The Most Ingenious Photo Sharing App Since Facebook
Two Dads Discuss the Most Ingenious Thing to Happen to Sharing Pictures Since the Invention of the Facebook Wall
When my 5 children were young, there was no Internet. The way you shared a photo was to personally hand someone a print or mail it to them. Getting a photo in the mail was special occasion for friends or family members anxious to see pictures of the kids. Today we have numerous internet sharing platforms – Facebook, Twitter, Instagram, Google Photos, various chat programs, etc. and of course, email. While there are many choices, none of these solutions is really good for all of your family members and friends.
Internet based picture sharing raises safety concerns over who sees the pictures as well as logistical issues in how to share with everyone in your network. How many times have we posted a picture on Facebook and wondered why no one seemed to see it? What about grandma who isn’t a user of social media? How will she see pictures of the grandkids? How many times have we forgotten to send a picture of a child’s memorable moment to someone important in our life? How do we keep all of these pictures organized so that they chronicle the child’s life as he or she grows up?

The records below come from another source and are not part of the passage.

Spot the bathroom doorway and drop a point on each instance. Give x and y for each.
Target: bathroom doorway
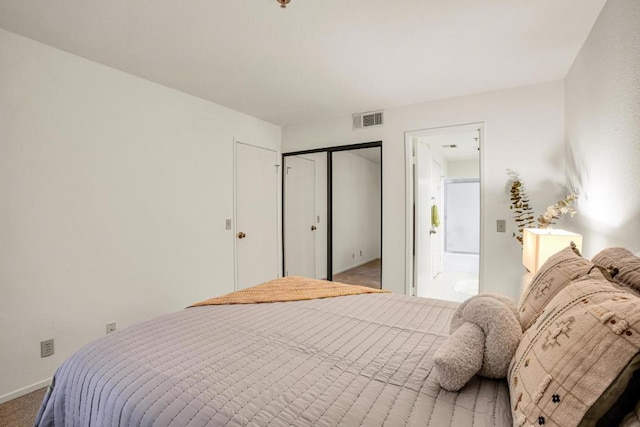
(444, 204)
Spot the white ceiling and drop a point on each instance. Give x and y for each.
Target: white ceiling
(317, 58)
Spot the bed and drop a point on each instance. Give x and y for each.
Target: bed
(355, 360)
(303, 352)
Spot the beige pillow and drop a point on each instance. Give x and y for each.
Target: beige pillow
(623, 266)
(572, 364)
(556, 273)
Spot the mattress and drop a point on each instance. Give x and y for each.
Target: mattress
(363, 360)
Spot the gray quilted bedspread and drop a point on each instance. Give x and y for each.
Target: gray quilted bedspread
(363, 360)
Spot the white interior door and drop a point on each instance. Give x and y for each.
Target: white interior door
(300, 213)
(256, 194)
(437, 239)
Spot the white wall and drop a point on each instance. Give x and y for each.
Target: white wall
(463, 169)
(603, 130)
(524, 131)
(356, 211)
(113, 198)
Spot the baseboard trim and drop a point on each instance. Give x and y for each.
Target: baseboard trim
(25, 390)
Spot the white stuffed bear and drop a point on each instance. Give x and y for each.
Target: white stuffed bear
(485, 333)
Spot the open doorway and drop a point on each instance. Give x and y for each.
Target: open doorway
(444, 205)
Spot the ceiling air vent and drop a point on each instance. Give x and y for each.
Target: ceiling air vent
(365, 120)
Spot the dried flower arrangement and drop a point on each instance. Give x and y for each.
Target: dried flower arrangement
(523, 214)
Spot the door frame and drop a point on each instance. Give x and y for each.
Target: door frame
(409, 136)
(234, 227)
(330, 151)
(285, 210)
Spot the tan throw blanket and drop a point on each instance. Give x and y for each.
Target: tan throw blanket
(290, 288)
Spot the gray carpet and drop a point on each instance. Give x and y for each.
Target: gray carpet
(21, 412)
(365, 275)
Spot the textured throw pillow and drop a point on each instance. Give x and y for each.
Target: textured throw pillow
(579, 357)
(556, 273)
(623, 266)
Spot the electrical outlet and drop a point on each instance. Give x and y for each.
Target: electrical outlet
(111, 327)
(46, 348)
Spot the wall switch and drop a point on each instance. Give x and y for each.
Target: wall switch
(111, 327)
(46, 348)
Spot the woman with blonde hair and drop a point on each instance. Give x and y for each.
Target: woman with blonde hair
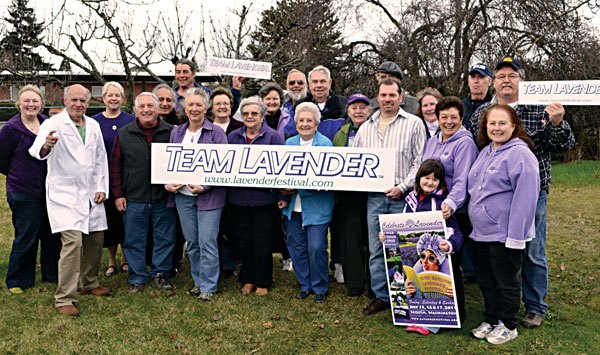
(26, 195)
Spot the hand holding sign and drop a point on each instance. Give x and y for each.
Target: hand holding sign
(556, 111)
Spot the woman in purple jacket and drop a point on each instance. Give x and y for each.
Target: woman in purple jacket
(25, 192)
(453, 145)
(254, 211)
(504, 183)
(199, 206)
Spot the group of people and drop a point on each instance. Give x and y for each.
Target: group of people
(484, 162)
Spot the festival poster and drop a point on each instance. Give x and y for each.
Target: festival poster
(420, 281)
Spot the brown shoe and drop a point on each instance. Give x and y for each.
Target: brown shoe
(98, 291)
(247, 288)
(68, 310)
(262, 291)
(375, 307)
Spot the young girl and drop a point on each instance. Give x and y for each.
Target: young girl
(429, 193)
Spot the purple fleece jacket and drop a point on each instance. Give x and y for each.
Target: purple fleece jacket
(212, 197)
(413, 205)
(24, 173)
(457, 154)
(504, 186)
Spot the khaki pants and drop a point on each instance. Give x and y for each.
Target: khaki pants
(78, 265)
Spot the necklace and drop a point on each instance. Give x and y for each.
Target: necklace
(33, 126)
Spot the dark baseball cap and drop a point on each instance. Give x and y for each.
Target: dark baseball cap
(482, 69)
(509, 62)
(390, 68)
(358, 97)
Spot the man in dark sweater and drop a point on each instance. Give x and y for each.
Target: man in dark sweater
(141, 201)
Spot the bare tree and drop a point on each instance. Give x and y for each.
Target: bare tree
(102, 34)
(176, 39)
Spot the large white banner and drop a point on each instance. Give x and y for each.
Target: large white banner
(574, 92)
(238, 67)
(274, 166)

In this video interview, I discuss with Eddie Geller, CEO and Co-Founder of Tinybeans, how his new photo sharing app solves these problems. Eddie is a dad of 4 boys and it is most interesting how the app was conceived by dads for dads (and moms) just trying to do the right thing with their kid’s photos. Tinybeans is really about helping to keep extended families and friends close.
As someone who has spent the last 30 years in the photography business I have taken photos of my children on a regular basis. I have accumulated literally tens of thousands of pictures as all 5 of them are now in their 20’s. It was a long and arduous task I gave my middle daughter, Rebecca, to scan and organize all of the ones that were on film. They have all been combined in one cloud location and I have given my children access to all of their photos. Those are memories I happily pass onto to them.
It’s every parent’s obligation to be the keeper of the family photos and make sure the pass safely onto the next generation.
Photos lost are a memory lost forever.